One of the challenges to the whole idea of offering an actively-managed ETF is transparency. The SEC requires that ETFs disclose their holdings each day. That's fine for a traditional ETF that tracks to a very visible index. But actively managed ETF managers would prefer to trade without transparency.

Unlike a mutual fund, which must report its holdings quarterly and on a delayed basis, ETFs must report positions daily. An ETF manager can trade today, must announce its composition changes tonight and then make changes tomorrow in its creation/redemption baskets, Gastineau explained.

But that type of daily transparency can prove difficult and costly to managers who want to execute trading strategies without the marketplace being aware of what is being bought and sold. That can be especially difficult if a manager decides not to execute the entire position in one day, Gastineau said. Investors pretty much know the manager will be trading more of that position the next day and may try to front-run that trade.

That process can significantly drive securities prices up or down and negatively impact the ETF's costs, he added. Gastineau is currently drafting a white paper which will explore the true costs of trading transparency as well as a proposal as to how to solve some of the problems now associated with actively-managed ETFs.
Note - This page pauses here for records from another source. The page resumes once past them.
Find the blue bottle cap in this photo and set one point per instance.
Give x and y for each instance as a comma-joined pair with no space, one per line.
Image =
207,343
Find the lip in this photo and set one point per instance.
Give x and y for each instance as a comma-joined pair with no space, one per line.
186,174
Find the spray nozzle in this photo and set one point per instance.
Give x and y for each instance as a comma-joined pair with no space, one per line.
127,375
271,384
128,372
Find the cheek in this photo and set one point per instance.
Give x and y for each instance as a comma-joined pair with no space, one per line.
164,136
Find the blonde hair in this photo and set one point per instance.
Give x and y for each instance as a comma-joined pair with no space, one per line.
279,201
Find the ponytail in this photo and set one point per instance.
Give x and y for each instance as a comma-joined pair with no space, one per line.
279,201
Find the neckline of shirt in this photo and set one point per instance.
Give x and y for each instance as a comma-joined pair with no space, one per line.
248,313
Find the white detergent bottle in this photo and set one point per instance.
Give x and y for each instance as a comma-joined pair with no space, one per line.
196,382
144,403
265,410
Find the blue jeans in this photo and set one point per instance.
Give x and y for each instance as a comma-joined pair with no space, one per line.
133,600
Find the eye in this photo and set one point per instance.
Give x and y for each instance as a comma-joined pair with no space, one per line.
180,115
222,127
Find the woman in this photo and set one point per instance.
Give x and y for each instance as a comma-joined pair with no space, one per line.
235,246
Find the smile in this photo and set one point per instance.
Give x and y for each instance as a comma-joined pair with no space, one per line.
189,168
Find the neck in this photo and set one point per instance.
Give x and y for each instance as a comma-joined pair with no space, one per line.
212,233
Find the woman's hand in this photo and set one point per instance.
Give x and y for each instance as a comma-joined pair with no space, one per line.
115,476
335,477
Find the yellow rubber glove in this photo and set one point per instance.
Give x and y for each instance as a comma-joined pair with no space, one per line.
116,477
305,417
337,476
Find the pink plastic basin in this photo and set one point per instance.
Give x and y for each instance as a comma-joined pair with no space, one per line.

Desperately Seeking Opaqueness

"Most fund managers would rather shoot their own mothers before giving away their trading strategies," said George Simon, a partner with the New York office of the law firm Foley & Lardner. "The SEC has approved a fully transparent actively managed ETF model. Their goal is to look at less transparency in 2008," he said. The challenge is how to provide managers more opacity and prevent someone front-running a manager's trades or getting a free ride by paralleling an actively managed ETF and essentially duplicating its investment strategy without paying for that expertise, he added.

Moreover, the jury is also still out on whether actively managed ETFs will garner the interest of institutional investors before they have a three-year track record to tout, or whether retail investors will be those feast on active ETFs. If the latter is true, then the industry will grow at a slower pace, he predicted.

The industry must collectively innovate a less transparent active ETF, Archard noted. "In the active ETF space, getting it right will be more important than being their first," he summed up.